A work that explains how we think about each other's thoughts about each other's thoughts, ad infinitum. It sounds impossible, but Steven Pinker shows that we do it all the time. This awareness, which we experience as something that is public or "out there," is called common knowledge, and it has a momentous impact on our social, political, and economic lives.
Well organized and clearly explained. The problems arise from Pinker’s inability to keep himself out of the narrative ... A book can be bad without its thesis being untrue. That, at least, should be common knowledge.
Foregrounds Steven Pinker’s many virtues as a populariser of science: his lucid style, his ability to marshal technical research for a general audience ... Pinker ranges far and wide, showing how common knowledge plays a role in everything from laughter and tears, to euphemism and flirtation ... The nature of the book’s central phenomenon — common knowledge — is left impressionistic, although Pinker engagingly outlines its potential applications. The essence of common knowledge itself is not yet a matter of common knowledge.
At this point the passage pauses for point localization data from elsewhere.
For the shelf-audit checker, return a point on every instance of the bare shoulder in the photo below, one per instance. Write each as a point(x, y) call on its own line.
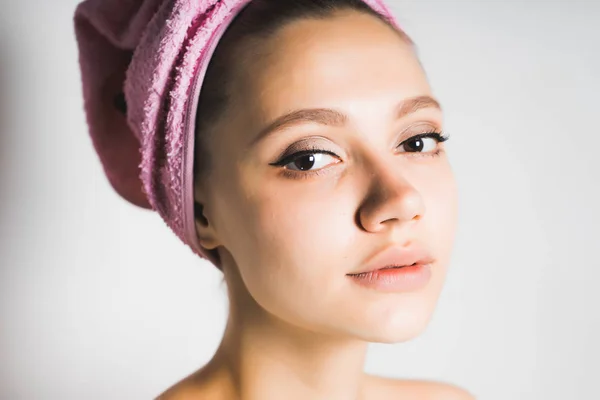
point(195, 386)
point(391, 389)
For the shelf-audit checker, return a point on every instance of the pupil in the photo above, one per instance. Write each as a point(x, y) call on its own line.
point(309, 162)
point(418, 144)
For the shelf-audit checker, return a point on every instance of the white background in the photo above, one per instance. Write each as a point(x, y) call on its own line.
point(99, 300)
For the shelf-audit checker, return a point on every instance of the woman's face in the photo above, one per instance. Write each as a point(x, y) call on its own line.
point(289, 235)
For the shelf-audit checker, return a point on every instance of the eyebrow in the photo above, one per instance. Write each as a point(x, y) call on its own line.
point(330, 117)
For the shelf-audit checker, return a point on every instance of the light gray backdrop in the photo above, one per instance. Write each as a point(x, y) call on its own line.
point(99, 300)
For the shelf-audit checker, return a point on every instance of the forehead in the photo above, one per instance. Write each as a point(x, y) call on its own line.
point(349, 61)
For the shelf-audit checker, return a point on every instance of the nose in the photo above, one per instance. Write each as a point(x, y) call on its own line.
point(390, 201)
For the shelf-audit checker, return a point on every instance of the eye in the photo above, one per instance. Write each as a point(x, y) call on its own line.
point(308, 160)
point(422, 143)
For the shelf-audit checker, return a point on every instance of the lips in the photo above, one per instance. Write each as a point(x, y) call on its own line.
point(396, 257)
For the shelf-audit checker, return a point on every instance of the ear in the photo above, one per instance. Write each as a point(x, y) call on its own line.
point(207, 236)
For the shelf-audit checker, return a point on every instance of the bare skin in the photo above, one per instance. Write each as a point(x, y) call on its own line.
point(298, 327)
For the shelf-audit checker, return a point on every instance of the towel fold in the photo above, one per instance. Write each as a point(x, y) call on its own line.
point(142, 65)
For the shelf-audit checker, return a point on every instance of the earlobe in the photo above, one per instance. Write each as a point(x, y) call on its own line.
point(206, 234)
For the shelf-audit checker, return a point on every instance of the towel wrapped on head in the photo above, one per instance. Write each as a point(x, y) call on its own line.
point(142, 66)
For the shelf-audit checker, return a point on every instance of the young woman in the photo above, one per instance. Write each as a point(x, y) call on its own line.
point(323, 191)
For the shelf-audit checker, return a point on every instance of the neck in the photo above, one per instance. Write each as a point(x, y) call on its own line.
point(263, 357)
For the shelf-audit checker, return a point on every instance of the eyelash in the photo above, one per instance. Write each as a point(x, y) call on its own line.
point(440, 137)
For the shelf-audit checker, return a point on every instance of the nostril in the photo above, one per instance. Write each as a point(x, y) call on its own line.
point(120, 103)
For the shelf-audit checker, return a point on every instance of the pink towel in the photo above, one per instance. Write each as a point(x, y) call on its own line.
point(150, 56)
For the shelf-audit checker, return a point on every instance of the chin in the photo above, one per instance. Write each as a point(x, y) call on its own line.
point(400, 326)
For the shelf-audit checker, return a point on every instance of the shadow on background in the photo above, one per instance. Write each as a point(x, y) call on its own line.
point(4, 148)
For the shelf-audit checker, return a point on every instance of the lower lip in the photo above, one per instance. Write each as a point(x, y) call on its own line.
point(404, 279)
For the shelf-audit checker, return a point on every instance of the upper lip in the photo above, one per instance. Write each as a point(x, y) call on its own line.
point(396, 256)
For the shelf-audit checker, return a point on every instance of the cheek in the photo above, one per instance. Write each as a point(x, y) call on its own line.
point(441, 202)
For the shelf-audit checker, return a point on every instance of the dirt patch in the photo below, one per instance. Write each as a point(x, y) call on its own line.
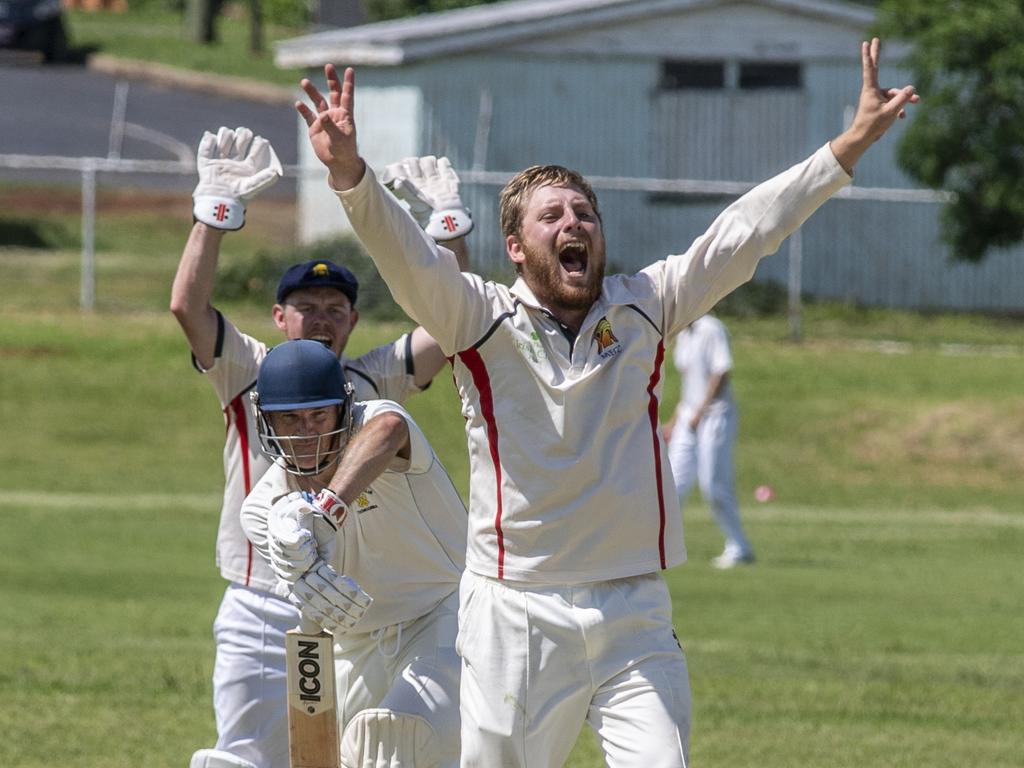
point(967, 438)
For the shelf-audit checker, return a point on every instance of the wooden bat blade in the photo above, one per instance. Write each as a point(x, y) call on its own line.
point(312, 719)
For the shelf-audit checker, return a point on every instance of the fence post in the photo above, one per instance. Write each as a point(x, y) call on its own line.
point(87, 295)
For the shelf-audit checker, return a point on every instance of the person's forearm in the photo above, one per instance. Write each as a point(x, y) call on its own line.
point(369, 454)
point(193, 290)
point(346, 175)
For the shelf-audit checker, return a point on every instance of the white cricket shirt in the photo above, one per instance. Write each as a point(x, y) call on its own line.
point(569, 476)
point(384, 372)
point(702, 351)
point(403, 540)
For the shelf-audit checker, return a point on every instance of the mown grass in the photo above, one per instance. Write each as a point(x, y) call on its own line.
point(881, 625)
point(162, 36)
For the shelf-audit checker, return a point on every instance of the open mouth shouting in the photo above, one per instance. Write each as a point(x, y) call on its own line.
point(573, 258)
point(323, 339)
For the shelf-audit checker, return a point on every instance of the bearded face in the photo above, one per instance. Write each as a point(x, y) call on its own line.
point(560, 249)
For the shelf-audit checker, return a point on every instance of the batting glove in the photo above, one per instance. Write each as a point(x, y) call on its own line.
point(297, 537)
point(329, 599)
point(430, 186)
point(233, 167)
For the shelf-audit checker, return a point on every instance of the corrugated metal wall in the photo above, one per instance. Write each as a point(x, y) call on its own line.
point(610, 119)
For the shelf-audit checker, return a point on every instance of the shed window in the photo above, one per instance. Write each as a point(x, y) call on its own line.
point(761, 75)
point(679, 75)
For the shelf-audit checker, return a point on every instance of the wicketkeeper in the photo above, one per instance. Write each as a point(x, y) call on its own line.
point(314, 300)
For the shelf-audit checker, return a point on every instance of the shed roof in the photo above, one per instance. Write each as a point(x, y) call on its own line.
point(506, 24)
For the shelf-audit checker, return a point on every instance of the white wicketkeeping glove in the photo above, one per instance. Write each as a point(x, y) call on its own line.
point(329, 599)
point(233, 167)
point(430, 186)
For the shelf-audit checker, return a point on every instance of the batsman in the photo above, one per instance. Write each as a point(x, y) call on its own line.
point(367, 535)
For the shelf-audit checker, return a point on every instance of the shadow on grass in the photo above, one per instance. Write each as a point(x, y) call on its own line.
point(25, 232)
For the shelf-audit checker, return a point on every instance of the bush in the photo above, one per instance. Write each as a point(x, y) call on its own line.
point(256, 281)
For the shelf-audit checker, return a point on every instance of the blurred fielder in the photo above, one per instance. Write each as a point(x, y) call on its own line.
point(394, 528)
point(701, 433)
point(314, 300)
point(563, 614)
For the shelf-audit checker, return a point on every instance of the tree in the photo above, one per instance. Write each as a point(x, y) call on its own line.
point(968, 132)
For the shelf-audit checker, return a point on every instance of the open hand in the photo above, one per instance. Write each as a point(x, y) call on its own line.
point(879, 108)
point(332, 127)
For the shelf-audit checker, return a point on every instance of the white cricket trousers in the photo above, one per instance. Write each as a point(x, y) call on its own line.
point(249, 675)
point(707, 456)
point(540, 660)
point(411, 669)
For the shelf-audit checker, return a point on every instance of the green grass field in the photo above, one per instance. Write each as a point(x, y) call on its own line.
point(882, 626)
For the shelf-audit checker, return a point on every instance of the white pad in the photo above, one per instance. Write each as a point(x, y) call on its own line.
point(382, 738)
point(217, 759)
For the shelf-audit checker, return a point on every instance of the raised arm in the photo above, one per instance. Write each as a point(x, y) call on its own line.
point(425, 279)
point(193, 290)
point(878, 109)
point(233, 166)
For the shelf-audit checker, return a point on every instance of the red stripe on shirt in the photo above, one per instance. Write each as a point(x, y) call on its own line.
point(474, 364)
point(238, 409)
point(652, 413)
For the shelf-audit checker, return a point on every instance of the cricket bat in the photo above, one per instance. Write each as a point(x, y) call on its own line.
point(312, 719)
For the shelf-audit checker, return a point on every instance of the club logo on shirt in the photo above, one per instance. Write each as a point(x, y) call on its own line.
point(607, 343)
point(531, 347)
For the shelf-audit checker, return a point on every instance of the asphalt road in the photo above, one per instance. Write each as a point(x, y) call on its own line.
point(69, 111)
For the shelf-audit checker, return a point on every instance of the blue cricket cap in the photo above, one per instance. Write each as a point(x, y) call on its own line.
point(316, 273)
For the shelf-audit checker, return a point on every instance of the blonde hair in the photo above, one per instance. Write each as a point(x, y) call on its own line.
point(516, 193)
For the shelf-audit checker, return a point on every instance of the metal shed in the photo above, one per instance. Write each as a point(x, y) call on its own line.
point(669, 107)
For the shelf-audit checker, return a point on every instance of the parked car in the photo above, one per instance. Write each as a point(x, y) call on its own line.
point(34, 25)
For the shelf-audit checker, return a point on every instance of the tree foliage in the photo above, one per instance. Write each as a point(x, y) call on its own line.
point(968, 133)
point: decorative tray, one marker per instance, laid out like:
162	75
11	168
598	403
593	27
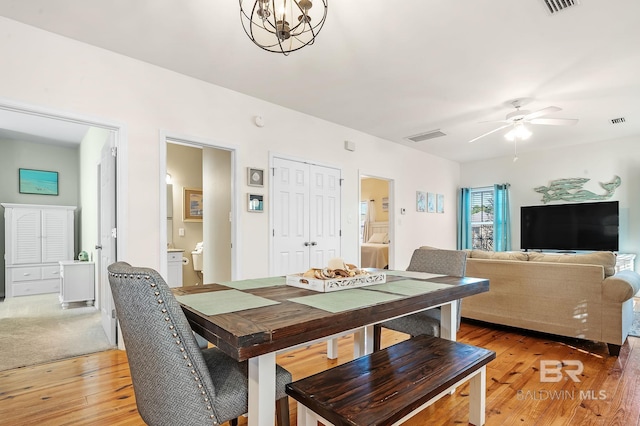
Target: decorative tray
334	284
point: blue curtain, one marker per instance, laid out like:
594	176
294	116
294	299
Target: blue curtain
464	219
501	218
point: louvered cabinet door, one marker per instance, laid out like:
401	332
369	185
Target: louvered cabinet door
57	227
24	236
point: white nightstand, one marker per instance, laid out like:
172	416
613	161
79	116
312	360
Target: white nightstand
77	282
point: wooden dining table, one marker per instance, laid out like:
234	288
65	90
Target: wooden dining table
255	319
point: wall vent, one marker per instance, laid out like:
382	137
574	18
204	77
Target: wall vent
427	135
555	6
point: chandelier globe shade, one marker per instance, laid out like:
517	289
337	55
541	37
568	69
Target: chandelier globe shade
283	26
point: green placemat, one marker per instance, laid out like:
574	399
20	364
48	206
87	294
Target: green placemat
255	283
413	274
224	301
408	287
344	300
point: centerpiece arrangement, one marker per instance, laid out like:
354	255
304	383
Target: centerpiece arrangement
337	275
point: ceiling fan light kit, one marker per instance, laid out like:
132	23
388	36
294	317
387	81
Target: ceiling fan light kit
518	133
517	119
282	26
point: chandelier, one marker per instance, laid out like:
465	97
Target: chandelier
282	26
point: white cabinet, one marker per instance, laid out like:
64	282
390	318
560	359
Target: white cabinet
77	282
174	268
36	239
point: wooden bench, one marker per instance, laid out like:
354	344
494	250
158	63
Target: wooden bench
390	386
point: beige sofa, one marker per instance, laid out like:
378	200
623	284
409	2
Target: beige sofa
574	295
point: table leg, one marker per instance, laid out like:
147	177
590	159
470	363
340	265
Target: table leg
449	320
478	397
363	341
332	348
262	390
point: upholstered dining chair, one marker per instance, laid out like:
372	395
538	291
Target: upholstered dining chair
435	261
176	382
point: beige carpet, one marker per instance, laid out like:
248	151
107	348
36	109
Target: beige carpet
635	328
35	330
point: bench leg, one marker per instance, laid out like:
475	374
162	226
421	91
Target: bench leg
449	320
332	348
477	397
306	417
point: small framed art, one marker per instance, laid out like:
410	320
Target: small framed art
421	201
192	205
255	177
40	182
440	203
255	203
431	202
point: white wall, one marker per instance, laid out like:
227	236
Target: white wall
54	72
599	162
89	154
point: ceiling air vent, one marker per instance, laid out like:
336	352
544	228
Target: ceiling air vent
555	6
427	135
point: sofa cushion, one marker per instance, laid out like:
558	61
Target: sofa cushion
604	258
499	255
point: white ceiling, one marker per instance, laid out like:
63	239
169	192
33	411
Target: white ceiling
395	69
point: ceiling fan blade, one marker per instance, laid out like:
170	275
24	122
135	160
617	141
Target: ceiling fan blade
496	121
541	112
555	121
488	133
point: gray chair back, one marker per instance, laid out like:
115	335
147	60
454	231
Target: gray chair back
445	262
171	381
435	261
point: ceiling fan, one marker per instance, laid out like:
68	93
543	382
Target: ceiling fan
518	118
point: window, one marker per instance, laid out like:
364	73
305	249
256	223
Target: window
482	218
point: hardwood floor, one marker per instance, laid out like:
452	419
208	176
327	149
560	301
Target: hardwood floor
96	389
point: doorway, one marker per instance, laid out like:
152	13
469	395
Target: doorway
306	224
28	120
198	186
375	221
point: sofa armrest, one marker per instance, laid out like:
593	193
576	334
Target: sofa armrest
621	286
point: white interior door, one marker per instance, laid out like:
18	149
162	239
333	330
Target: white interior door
106	246
324	215
306	216
290	182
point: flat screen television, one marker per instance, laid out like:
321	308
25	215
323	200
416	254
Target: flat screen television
570	227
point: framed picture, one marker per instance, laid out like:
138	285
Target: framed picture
37	182
421	201
255	203
385	204
255	177
192	205
440	203
431	202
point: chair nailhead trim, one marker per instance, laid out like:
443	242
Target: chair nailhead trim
174	334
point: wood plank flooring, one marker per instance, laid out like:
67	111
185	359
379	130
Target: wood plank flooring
96	389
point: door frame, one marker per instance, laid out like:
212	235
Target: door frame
120	138
272	156
166	135
392	219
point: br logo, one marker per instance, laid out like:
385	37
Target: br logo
552	370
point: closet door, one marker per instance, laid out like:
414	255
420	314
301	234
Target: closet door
306	216
324	215
290	217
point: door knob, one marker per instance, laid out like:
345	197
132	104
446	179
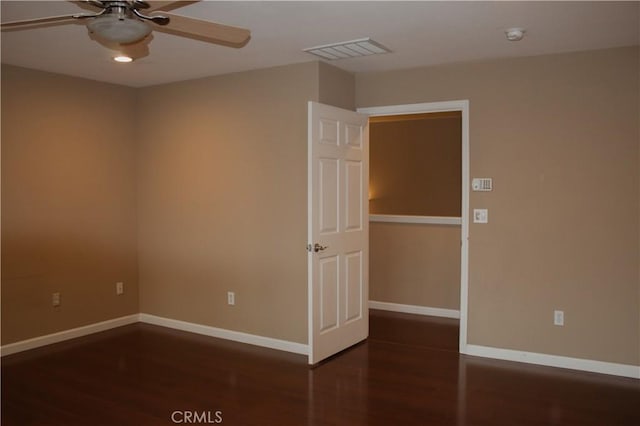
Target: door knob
316	248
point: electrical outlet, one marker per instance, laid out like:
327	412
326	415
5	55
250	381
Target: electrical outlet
558	318
480	216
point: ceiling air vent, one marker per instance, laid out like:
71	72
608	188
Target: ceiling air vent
348	49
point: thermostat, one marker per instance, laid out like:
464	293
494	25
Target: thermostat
482	184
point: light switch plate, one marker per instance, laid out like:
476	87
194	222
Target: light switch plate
480	216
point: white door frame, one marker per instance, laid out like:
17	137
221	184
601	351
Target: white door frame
463	107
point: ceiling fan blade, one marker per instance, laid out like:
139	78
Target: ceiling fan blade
37	23
206	31
167	5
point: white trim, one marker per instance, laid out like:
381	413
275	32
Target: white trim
414	309
236	336
61	336
463	107
593	366
414	108
423	220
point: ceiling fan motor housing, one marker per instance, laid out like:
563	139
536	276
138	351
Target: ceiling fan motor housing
118	24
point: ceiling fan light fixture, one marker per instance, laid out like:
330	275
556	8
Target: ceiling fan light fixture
119	30
123	59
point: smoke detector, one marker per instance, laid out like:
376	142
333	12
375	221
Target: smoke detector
514	34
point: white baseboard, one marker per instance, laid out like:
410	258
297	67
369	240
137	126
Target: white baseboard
236	336
593	366
61	336
414	309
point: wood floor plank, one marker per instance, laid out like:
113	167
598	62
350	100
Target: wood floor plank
407	373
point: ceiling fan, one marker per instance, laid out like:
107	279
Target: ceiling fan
126	25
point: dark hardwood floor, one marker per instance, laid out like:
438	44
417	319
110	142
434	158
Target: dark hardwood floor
407	373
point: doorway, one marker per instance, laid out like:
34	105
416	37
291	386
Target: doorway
448	227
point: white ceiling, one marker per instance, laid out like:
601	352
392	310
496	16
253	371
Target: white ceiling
419	33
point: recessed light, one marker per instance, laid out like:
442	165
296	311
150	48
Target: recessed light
122	59
514	34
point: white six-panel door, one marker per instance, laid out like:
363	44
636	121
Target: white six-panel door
338	230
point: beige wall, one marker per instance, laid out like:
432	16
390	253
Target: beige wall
559	135
415	169
223	200
415	264
68	202
416	166
336	87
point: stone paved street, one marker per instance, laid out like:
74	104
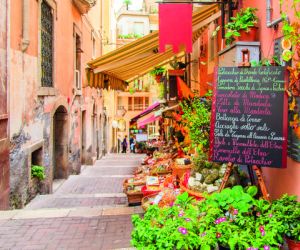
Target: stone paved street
88	211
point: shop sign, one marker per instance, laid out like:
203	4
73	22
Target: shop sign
249	116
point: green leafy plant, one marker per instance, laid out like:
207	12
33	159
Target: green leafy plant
235	219
196	118
172	227
38	172
245	19
287	210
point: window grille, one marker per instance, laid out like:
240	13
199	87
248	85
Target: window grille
46	45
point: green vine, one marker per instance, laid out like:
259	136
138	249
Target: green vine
196	119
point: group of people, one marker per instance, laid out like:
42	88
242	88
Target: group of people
124	144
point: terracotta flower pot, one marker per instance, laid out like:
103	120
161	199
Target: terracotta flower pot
292	244
250	36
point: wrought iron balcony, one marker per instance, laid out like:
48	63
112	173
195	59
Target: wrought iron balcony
84	5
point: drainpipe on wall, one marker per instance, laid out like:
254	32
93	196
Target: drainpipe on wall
271	23
25	37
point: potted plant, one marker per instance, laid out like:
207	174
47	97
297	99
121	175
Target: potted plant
287	210
158	72
37	176
243	26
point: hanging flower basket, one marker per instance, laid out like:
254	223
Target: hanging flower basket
158	78
250	36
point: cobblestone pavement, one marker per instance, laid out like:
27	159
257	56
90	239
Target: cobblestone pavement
88	211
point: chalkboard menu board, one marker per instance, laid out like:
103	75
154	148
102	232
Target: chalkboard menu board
249	116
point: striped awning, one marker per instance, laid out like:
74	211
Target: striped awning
150	119
140	56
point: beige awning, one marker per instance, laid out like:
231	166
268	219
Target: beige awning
140	56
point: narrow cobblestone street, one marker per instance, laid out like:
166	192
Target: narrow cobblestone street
87	211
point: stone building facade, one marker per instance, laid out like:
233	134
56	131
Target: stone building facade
56	120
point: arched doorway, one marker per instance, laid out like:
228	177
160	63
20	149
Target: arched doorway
60	143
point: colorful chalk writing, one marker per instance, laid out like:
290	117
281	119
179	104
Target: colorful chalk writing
248	116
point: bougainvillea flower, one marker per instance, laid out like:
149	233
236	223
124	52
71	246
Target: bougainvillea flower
182	230
203	234
261	228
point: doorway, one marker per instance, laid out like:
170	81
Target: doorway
60	144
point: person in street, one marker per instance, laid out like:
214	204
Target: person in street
132	144
124	145
119	144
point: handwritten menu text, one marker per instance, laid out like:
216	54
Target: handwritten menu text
248	116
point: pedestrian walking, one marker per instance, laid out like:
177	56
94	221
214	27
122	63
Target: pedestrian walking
132	145
119	144
124	144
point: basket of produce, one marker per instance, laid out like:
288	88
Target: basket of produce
150	190
132	182
180	170
134	195
165	197
193	193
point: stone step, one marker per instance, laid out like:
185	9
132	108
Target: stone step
69	201
20	214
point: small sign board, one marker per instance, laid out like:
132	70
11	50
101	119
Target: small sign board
249	116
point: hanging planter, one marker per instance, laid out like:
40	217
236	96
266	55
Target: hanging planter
248	36
158	78
242	27
157	73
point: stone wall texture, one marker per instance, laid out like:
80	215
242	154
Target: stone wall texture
48	121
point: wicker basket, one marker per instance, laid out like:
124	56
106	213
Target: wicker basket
144	201
137	183
197	195
134	198
180	170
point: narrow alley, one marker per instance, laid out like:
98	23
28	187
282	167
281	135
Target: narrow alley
87	211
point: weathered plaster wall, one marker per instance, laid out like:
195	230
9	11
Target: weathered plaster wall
33	114
4	128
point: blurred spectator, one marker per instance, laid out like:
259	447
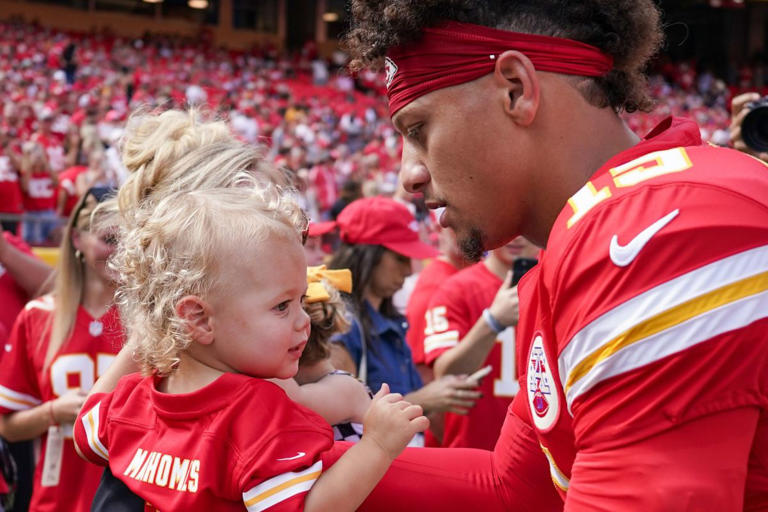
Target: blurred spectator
379	241
350	191
38	182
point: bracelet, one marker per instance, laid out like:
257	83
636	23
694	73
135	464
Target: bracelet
492	322
50	413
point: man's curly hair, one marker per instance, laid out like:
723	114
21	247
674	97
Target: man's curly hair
628	30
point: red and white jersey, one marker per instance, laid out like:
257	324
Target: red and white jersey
650	305
429	281
453	310
237	443
24	384
67	179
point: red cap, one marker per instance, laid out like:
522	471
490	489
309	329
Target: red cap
383	221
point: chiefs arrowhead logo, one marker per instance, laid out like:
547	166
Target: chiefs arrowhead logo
542	389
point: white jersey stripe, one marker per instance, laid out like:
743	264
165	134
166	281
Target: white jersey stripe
45	303
673	340
281	487
703	291
657	300
16	401
91	424
446	339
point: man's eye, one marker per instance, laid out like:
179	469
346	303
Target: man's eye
414	132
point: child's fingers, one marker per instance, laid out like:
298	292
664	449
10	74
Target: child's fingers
413	411
383	391
392	398
420	423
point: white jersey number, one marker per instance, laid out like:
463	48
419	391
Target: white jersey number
507	385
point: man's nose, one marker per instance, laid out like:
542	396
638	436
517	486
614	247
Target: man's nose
413	173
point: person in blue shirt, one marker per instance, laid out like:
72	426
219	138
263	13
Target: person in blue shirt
379	237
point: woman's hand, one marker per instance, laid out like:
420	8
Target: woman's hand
451	393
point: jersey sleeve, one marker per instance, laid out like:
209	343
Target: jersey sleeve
278	474
19	388
90	429
661	319
447	321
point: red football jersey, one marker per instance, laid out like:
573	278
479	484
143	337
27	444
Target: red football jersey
650	309
237	443
453	310
430	279
12	296
67	180
24	385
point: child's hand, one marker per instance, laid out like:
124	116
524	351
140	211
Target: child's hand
391	422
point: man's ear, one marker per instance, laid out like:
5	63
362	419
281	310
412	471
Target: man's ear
196	314
515	72
75	239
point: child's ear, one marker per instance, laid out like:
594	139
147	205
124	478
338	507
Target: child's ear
196	314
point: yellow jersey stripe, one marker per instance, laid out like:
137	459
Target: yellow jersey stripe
674	316
290	483
561	481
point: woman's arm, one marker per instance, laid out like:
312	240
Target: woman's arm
29	272
337	398
32	423
122	365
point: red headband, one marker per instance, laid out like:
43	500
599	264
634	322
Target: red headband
455	53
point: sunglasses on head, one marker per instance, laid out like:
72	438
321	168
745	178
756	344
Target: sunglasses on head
98	193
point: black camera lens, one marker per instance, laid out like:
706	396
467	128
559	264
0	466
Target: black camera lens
754	129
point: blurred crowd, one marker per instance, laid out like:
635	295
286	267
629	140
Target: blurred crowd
66	98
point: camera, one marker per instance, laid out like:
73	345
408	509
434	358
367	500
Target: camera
754	128
520	267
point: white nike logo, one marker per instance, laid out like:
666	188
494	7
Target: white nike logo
623	255
297	456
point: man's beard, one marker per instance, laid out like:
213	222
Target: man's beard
472	246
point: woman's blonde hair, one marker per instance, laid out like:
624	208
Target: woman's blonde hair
87	216
327	318
182	150
176	250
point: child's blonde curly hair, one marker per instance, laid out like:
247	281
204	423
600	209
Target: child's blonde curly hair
177	249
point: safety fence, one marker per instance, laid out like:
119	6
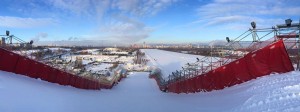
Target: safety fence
15	63
271	59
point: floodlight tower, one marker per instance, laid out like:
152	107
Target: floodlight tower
253	30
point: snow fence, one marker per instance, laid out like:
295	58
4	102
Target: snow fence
270	59
15	63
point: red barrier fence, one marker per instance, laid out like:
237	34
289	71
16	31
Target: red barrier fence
12	62
272	58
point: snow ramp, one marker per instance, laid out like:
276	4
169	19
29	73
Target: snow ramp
270	59
15	63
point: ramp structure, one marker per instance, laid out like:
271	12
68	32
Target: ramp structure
253	54
22	64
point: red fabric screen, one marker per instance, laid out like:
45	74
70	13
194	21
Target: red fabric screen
23	66
8	61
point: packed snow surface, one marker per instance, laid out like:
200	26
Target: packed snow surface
169	61
138	93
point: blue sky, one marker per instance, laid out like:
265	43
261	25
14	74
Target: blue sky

As lively an exposition of cognitive science as you are likely to find ... A lucid, measured discussion of what we need to understand about our communications with each other ... [Pinker] struggles a bit to give weight to aspects of our moral lives that aren’t always amenable to reason (he is predictably dismissive about religion, for example) ... But it enlightens and provokes; to pick up his own metaphor, it is worth dancing with.